Cost-Effective Long-Term Storage of Security Logs with Microsoft Sentinel Data Lake

Recently, Microsoft announced the public preview of Microsoft Sentinel Data Lake[1]. This data lake makes it easier and more cost-effective to store data for the long term. In this article, we will delve into this data lake feature.

Note: This article is based on information available as of August 13, 2025. This feature is currently in public preview. The author is not responsible for any configuration errors or data loss in your environment. It is recommended to start with an evaluation in a small-scale test environment.

The Security Log Management Dilemma

It is often said that the global volume of data is exploding year after year. Consequently, security logs are also increasing rapidly, forcing many security teams to make difficult choices. Storing all logs in a perpetually analyzable state (the Analytics Tier in Sentinel) incurs enormous costs. Therefore, many companies likely manage by either narrowing the scope of log collection, creating blind spots, or shortening the retention period, sacrificing traceability and auditability.

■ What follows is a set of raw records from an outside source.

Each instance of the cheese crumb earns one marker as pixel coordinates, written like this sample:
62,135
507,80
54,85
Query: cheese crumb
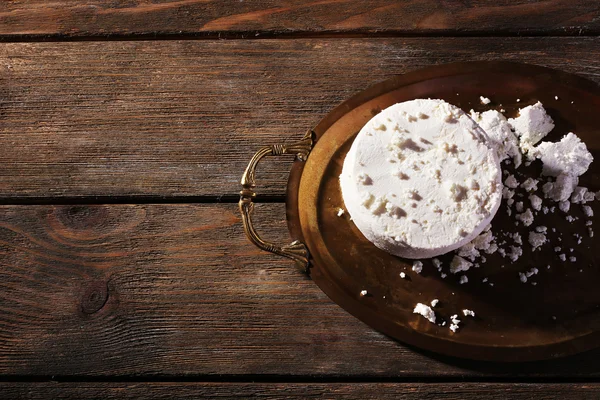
578,195
564,206
511,182
459,264
530,184
532,125
425,311
526,218
468,313
536,202
522,277
569,156
536,239
417,267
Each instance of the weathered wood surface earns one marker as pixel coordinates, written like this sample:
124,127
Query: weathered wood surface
182,118
177,290
400,391
68,18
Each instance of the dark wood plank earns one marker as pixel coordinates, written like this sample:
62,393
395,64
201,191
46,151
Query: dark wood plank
400,391
177,290
67,18
172,118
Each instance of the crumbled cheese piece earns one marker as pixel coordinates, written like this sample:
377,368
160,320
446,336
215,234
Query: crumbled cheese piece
507,193
526,218
536,202
425,311
569,156
511,182
589,196
469,251
459,264
531,272
532,125
519,206
530,184
500,135
364,179
515,253
564,206
578,195
561,189
417,267
517,238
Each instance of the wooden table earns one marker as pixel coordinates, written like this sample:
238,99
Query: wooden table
125,127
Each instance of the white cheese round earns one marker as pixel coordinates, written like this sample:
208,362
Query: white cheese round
419,179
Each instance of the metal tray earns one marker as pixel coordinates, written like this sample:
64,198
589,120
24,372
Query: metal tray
515,321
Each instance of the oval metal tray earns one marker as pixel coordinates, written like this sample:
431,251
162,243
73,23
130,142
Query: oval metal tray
515,321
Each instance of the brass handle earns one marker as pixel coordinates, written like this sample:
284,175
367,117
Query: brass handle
296,251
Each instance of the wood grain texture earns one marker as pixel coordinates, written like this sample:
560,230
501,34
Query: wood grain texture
178,291
182,118
400,391
68,18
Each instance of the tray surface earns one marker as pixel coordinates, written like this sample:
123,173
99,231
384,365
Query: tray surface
515,321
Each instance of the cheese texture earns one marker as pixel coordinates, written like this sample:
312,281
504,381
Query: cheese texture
532,125
501,137
570,156
425,311
419,179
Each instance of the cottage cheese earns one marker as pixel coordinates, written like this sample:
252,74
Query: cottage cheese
532,125
425,311
570,156
419,179
501,137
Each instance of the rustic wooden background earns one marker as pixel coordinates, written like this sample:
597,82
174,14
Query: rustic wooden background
124,129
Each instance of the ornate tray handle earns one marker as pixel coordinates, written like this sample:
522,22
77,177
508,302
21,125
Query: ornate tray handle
296,251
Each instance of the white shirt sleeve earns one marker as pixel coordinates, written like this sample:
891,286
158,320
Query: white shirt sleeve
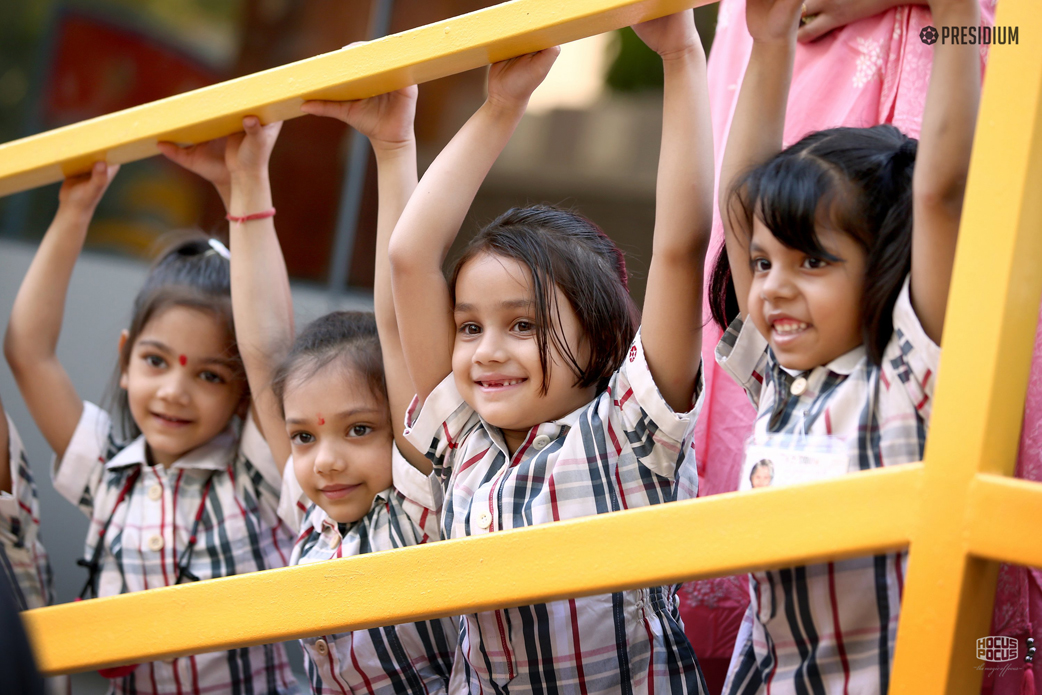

Alternatively, some companies store logs separately in Syslog servers or Blob storage without ingesting them into a SIEM. However, this "you get what you pay for" approach is inefficient, as it requires ingesting the data into an analysis platform whenever an investigation is needed, and it's unsuitable for routine monitoring and alert detection. While large enterprises with deep pockets might solve this by storing all logs in the analytics tier, this is not sustainable and certainly not cost-effective.

Microsoft Sentinel Data Lake

Amidst this situation, the newly introduced Microsoft Sentinel Data Lake allows for cheaper and easier long-term data storage. In addition, although there are limitations compared to Sentinel's standard "Analytics Tier," it supports KQL queries, making it an optimal platform for when you need to retrieve "something" from long-term stored logs during an incident.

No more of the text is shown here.